Method and system for generating input grammars for multi-modal dialog systems
A method for operating a multi-modal dialog system (104) is provided. The multi-modal dialog system (104) comprises a plurality of modality recognizers (202), a dialog manager (206), and a grammar generator (208). The method interprets a current context of a dialog. A template (216) is generated, based on the current context of the dialog and a task model (218). Further, a current modality capability information (214) is obtained. Finally, a multi-modal grammar (220) is generated based on the template (216) and the current modality capability information (214).
This application is related to U.S. application, Ser. No. 10/853,540 having a filing date of May 25, 2004, which is assigned to the assignee hereof.
FIELD OF THE INVENTIONThis invention is in the field of software and more specifically is in the field of software that generates input grammar for multi-modal dialog systems.
BACKGROUNDDialog systems are systems that allow a user to interact with a computer system to perform tasks such as retrieving information, conducting transactions, and other such problem solving tasks. A dialog system can use several modalities for interaction. Examples of modalities include speech, gesture, touch, handwriting, etc. User-computer interactions in dialog systems are enhanced by employing multiple modalities. The dialog systems using multiple modalities for human-computer interaction are referred to as multi-modal dialog systems. The user interacts with a multi-modal dialog system using a dialog based user interface. A set of interactions of the user and the dialog system is referred to as a dialog. Each interaction is referred to as a turn of the dialog. The information provided by either the user or the dialog system is referred to as a context of the dialog.
A conventional multi-modal dialog system comprises a plurality of modality recognizers, a multi-modal input fusion component, and a dialog manager. The dialog based user interface is coupled with the plurality of modality recognizers. Examples of the modality recognizers include speech recognizers, gesture recognizers, handwriting recognizers, etc. These modality recognizers accept and interpret user input. Each modality recognizer uses a modality specific grammar for interpreting the input. A modality specific grammar is a set of rules for interpreting user input. The modality recognizers produce multi-modal interpretations of the user input. The multimodal interpretations are then analyzed by the multi-modal input fusion component. The multi-modal input fusion component determines probable meanings of the multi-modal interpretations. The dialog manager uses a combined interpretation of the user input, generated by the multi-modal input fusion component, to update the dialog context. The dialog manager then selects a modality specific grammar from a pre-compiled list of modality specific grammars for the next input.
The modality specific grammars used by the dialog system are manually created at the time of development of the dialog system. This generation is a labor intensive and time-consuming process. Further, multi-modal dialog systems do not incorporate current dialog context information into the modality specific grammar generation. This results in a large number of recognition and interpretation errors.

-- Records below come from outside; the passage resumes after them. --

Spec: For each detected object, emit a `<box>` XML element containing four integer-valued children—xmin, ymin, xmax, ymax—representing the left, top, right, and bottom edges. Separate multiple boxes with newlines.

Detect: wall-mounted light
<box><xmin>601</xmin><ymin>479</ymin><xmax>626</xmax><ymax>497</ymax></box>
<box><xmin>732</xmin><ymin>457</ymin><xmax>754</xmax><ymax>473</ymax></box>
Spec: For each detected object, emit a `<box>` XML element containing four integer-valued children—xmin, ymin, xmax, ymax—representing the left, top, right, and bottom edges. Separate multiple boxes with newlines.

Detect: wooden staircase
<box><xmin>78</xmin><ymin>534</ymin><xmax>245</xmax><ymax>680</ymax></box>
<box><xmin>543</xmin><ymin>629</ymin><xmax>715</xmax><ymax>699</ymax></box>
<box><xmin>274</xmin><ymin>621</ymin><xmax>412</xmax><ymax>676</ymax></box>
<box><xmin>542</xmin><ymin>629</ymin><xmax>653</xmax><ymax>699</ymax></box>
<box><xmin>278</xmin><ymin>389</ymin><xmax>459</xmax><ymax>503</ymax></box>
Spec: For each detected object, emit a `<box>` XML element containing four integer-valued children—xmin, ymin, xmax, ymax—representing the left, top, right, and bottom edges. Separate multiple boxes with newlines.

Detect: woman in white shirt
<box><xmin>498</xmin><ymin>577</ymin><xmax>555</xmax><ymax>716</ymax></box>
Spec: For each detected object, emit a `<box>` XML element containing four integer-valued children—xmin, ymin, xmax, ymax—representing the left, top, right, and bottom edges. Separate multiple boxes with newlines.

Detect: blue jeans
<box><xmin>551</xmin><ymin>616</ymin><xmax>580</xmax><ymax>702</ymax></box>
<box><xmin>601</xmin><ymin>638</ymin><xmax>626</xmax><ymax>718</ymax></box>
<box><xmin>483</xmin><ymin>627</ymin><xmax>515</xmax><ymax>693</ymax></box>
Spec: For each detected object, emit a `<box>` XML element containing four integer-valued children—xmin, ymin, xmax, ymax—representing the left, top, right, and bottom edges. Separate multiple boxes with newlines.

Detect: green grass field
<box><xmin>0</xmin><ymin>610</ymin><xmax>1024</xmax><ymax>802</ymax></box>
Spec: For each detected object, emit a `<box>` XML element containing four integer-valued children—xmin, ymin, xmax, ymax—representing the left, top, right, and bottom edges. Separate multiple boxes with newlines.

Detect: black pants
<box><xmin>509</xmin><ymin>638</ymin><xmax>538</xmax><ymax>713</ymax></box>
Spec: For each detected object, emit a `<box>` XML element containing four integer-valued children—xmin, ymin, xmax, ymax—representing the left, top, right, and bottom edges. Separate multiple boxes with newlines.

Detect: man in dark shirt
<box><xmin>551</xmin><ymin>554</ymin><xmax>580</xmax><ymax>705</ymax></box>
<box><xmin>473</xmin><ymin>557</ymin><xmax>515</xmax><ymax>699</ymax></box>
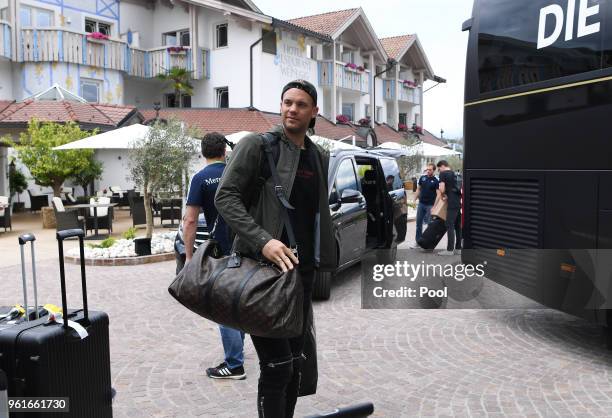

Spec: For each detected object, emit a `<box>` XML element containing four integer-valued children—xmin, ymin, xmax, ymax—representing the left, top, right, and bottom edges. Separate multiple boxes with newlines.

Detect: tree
<box><xmin>9</xmin><ymin>163</ymin><xmax>28</xmax><ymax>202</ymax></box>
<box><xmin>130</xmin><ymin>119</ymin><xmax>197</xmax><ymax>238</ymax></box>
<box><xmin>7</xmin><ymin>119</ymin><xmax>96</xmax><ymax>197</ymax></box>
<box><xmin>72</xmin><ymin>154</ymin><xmax>104</xmax><ymax>196</ymax></box>
<box><xmin>157</xmin><ymin>67</ymin><xmax>193</xmax><ymax>107</ymax></box>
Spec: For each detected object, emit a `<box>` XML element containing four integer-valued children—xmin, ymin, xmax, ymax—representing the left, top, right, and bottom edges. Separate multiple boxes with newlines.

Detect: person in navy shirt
<box><xmin>414</xmin><ymin>164</ymin><xmax>439</xmax><ymax>241</ymax></box>
<box><xmin>183</xmin><ymin>132</ymin><xmax>246</xmax><ymax>380</ymax></box>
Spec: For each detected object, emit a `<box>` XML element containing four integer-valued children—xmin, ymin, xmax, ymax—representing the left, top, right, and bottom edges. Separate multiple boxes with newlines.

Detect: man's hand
<box><xmin>261</xmin><ymin>239</ymin><xmax>299</xmax><ymax>273</ymax></box>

A dialog based system is described in a publication titled “Correction Grammars for Error Handling in a Speech Dialog System”, by Hirohiko Sagawa, Teruko Mitamura, and Eric Nyburg, and published in the Human Language Technology Conference of the North American Chapter of the Association of Computational Linguistics, 2004, short paper, pp 61-64. In this system, grammar rules are dynamically generated using dialog contexts. The dialog contexts are used for error corrections.

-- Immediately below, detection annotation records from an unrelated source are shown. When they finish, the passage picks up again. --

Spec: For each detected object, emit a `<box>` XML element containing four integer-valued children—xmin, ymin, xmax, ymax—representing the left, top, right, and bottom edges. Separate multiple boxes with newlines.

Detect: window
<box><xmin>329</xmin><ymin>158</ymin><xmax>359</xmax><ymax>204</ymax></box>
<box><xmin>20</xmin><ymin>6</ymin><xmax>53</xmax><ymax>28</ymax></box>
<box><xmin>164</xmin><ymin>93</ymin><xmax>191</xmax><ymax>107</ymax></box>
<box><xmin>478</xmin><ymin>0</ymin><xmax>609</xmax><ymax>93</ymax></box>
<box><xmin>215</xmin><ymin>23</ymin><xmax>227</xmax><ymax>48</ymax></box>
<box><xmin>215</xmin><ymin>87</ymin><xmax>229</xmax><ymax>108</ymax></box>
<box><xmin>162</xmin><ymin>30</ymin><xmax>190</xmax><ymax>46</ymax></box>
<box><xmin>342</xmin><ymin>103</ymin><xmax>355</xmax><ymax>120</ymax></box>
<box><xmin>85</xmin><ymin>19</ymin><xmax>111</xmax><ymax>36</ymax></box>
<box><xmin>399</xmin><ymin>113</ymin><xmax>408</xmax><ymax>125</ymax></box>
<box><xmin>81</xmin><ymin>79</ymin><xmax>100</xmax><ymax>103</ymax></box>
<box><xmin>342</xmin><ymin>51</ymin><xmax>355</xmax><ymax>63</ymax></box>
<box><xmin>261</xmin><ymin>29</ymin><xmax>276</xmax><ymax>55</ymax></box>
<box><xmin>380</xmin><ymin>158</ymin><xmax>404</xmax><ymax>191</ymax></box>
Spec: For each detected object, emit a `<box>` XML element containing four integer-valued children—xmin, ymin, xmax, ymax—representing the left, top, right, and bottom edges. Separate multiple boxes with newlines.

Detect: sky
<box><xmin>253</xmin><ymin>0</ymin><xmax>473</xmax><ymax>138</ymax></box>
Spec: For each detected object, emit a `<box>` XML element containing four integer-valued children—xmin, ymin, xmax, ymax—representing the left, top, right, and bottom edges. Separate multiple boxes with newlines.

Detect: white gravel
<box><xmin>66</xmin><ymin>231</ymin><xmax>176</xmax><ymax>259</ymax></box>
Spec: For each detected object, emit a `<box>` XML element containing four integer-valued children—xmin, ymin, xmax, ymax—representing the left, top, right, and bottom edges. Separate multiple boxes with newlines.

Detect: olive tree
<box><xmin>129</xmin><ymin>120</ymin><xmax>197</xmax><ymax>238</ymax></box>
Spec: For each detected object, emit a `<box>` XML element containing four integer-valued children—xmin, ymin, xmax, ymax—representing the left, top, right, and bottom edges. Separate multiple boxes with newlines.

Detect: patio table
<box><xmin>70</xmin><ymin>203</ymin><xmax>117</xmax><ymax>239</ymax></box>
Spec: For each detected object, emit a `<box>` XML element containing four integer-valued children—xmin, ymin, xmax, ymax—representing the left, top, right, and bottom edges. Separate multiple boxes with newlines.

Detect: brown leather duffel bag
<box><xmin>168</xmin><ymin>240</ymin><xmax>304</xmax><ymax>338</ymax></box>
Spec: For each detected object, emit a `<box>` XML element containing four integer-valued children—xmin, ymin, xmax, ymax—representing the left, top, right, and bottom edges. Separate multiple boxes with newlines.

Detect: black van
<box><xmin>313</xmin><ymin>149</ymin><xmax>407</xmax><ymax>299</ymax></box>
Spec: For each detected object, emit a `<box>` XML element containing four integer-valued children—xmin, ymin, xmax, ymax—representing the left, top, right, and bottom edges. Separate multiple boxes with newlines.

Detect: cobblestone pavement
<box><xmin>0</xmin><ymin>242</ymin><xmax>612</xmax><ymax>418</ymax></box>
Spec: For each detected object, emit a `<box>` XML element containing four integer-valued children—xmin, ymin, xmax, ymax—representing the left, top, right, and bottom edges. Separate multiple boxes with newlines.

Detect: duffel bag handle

The existing dialog based systems do not consider use of different modalities in a coordinated manner, i.e. the dialog systems do not use a combined interpretation of user input. Further, the dialog systems generate only modality specific or uni-modal grammars.
BRIEF DESCRIPTION OF THE DRAWINGSThe present invention is illustrated by way of example, and not limitation, by the accompanying figures, in which like references indicate similar elements, and in which:
Those skilled in the art will appreciate that the elements in the figures are illustrated for simplicity and clarity, and have not been necessarily drawn to scale. For example, the dimensions of some of the elements in the figures may be exaggerated, relative to other elements, for improved perception of the embodiments of the present invention.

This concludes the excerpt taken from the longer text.